Strettamente associata al suo opposto, vale a dire l’inflazione, ecco una spiegazione su cos’è la deflazione, quali sono le cause, gli effetti e le soluzioni.
La deflazione indica la discesa generale dei prezzi di beni e servizi, ossia quando il tasso di inflazione diventa negativo e comporta un aumento del potere d’acquisto della moneta. La deflazione si verifica naturalmente quando viene manipolata l’offerta di moneta di un’economia. Non va confusa con la disinflazione, un semplice rallentamento del tasso di inflazione.
Si tratta di un fenomeno economico meno comune rispetto all’inflazione, ma può avere conseguenze significative sull’economia di un Paese e non solo, come dimostra cosa sta accadendo in Cina. Cerchiamo, quindi, di capire il concetto di deflazione, le differenze con l’inflazione, i rischi e le possibili conseguenze, nonché alcuni esempi storici per comprendere meglio questo processo.

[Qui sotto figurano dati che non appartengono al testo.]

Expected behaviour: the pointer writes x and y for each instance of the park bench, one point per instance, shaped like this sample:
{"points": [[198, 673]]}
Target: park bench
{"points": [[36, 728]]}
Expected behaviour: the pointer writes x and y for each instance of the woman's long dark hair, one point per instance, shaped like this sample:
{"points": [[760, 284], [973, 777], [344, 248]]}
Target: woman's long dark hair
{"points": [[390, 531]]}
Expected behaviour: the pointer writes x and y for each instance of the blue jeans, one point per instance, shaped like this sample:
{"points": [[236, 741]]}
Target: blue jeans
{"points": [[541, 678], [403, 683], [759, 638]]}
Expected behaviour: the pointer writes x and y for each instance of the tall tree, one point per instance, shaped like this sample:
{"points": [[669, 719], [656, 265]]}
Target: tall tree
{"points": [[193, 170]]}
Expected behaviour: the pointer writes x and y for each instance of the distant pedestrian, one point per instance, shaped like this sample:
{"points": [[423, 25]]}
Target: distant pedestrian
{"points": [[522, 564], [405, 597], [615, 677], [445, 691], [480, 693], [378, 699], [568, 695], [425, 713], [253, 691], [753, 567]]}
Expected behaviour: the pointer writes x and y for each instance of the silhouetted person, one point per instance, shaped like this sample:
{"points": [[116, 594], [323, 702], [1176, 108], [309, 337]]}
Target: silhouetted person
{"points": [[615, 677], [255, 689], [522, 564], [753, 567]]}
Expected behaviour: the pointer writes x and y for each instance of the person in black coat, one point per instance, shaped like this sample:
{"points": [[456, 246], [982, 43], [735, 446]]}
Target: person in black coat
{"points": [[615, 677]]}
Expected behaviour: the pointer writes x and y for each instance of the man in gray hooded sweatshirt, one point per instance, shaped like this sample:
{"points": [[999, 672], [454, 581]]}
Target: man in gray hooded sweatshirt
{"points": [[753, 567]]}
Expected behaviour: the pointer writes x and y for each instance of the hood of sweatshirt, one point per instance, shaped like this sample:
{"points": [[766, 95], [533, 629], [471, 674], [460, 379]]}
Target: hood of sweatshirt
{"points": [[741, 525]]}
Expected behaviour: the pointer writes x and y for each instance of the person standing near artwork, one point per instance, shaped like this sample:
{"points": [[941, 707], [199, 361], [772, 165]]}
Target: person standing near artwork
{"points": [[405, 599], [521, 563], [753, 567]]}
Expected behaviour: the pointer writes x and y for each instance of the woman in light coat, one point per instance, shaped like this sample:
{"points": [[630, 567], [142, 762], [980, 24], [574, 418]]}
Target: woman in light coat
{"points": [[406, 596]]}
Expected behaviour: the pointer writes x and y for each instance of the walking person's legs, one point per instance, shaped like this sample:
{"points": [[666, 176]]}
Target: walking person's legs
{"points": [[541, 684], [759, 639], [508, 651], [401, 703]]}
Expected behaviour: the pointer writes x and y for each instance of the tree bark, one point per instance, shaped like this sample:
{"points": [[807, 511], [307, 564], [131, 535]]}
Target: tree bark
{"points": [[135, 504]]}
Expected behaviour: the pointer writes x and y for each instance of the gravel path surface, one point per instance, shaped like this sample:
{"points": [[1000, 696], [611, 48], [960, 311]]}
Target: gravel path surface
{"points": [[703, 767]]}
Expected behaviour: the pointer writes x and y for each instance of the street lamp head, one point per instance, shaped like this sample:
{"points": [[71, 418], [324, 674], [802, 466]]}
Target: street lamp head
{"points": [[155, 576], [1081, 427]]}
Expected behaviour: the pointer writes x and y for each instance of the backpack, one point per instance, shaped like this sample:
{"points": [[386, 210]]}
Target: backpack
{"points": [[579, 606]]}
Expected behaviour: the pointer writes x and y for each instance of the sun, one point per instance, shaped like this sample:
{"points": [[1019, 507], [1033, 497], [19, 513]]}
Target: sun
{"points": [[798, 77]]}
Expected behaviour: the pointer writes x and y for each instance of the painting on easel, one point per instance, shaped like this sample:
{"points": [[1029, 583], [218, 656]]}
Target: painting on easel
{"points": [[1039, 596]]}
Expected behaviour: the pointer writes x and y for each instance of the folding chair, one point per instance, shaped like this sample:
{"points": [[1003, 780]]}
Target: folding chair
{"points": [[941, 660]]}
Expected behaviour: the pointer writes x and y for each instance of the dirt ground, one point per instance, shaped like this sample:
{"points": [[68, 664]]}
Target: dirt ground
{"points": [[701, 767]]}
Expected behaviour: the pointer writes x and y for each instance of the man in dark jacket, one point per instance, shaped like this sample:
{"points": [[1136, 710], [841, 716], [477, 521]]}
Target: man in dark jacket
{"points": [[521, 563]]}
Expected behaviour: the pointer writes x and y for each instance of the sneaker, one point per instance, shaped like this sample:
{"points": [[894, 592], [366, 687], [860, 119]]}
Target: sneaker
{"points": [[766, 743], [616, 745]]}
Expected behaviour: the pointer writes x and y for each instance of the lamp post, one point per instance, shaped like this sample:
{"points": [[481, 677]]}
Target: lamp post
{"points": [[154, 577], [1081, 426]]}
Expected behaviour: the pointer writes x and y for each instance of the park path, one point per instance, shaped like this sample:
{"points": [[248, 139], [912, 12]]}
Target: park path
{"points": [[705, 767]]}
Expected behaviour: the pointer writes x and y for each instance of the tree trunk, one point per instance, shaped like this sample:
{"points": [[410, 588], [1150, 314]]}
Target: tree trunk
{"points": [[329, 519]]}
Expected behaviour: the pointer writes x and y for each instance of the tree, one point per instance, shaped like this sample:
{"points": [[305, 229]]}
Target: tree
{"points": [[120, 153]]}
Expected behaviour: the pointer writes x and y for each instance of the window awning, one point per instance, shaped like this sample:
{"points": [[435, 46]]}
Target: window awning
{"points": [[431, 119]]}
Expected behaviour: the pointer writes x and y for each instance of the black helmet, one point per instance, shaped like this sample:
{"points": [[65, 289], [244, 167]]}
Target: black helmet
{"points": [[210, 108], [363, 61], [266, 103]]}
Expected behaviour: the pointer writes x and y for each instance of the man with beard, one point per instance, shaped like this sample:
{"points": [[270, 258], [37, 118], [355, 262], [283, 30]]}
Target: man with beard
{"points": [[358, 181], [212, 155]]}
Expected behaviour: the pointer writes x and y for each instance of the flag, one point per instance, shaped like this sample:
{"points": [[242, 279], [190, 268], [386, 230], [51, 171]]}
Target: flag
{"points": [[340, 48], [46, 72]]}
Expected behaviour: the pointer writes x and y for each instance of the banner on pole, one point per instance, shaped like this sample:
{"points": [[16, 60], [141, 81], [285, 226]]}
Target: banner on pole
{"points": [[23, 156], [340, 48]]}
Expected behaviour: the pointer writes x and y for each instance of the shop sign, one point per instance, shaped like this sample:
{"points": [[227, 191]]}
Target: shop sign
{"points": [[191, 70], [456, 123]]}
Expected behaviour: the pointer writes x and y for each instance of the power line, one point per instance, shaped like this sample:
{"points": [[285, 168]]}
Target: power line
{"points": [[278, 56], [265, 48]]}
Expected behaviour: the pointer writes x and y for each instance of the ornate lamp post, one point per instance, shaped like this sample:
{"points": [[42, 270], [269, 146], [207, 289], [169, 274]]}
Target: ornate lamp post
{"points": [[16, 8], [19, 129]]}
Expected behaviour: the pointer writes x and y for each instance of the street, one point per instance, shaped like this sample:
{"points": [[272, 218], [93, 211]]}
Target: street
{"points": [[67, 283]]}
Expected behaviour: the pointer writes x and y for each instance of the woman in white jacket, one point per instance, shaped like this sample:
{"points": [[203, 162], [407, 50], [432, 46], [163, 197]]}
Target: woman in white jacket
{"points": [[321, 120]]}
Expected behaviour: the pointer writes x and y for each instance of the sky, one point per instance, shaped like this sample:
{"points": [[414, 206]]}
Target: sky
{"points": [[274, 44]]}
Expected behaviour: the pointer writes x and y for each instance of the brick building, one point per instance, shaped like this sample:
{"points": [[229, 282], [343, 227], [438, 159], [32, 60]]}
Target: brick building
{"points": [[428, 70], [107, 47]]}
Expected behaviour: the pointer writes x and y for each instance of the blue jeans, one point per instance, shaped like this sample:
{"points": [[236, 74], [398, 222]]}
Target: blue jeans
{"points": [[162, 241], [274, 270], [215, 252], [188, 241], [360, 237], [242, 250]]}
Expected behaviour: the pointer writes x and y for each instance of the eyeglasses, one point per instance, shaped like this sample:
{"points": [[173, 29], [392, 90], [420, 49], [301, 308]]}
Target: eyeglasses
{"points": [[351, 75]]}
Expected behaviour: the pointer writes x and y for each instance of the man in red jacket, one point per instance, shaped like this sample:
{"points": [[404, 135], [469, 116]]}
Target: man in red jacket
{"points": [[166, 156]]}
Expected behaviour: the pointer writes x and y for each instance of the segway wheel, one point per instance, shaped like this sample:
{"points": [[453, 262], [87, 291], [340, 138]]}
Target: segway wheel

Cos’è la deflazione: significato e definizione
La deflazione, come anticipato, si verifica quando i prezzi dei beni e dei servizi diminuiscono in modo generale e prolungato.
In altre parole, il potere d’acquisto del denaro aumenta, permettendo alle persone di acquistare di più con la stessa quantità di denaro. Questa dinamica è l’opposto dell’inflazione, in cui i prezzi tendono a crescere nel tempo.
Tecnicamente, la deflazione può essere definita come una riduzione sostenuta del livello generale dei prezzi in un’economia, spesso accompagnata da una riduzione della domanda di beni e servizi. È importante notare che la deflazione non si riferisce a un abbassamento temporaneo dei prezzi in singoli settori, ma a una tendenza sistematica su scala più ampia, che inficia sull’economia globale di una determinata area.
Sebbene al consumatore medio possa sembrare un’opportunità, In linea generale è corretto affermare che un’economia sana - nell’ambito di una crescita economica equilibrata e sostenibile - produce una leggera inflazione.
La differenza tra inflazione, deflazione e disinflazione
La differenza principale tra inflazione e deflazione riguarda il movimento dei prezzi:
quando c’è inflazione, il valore del denaro diminuisce, e occorre spendere di più per acquistare beni e servizi; nel caso della deflazione, invece, il valore del denaro aumenta e si può acquistare di più con la stessa somma.
Si tratta di due facce della stessa medaglia. La causa di questi fenomeni è legata all’equilibrio tra domanda e offerta di beni e servizi. L’inflazione può essere causata da un aumento della domanda o da una riduzione dell’offerta, mentre la deflazione è generalmente dovuta a una domanda debole, che porta a una sovrabbondanza di beni e servizi sul mercato.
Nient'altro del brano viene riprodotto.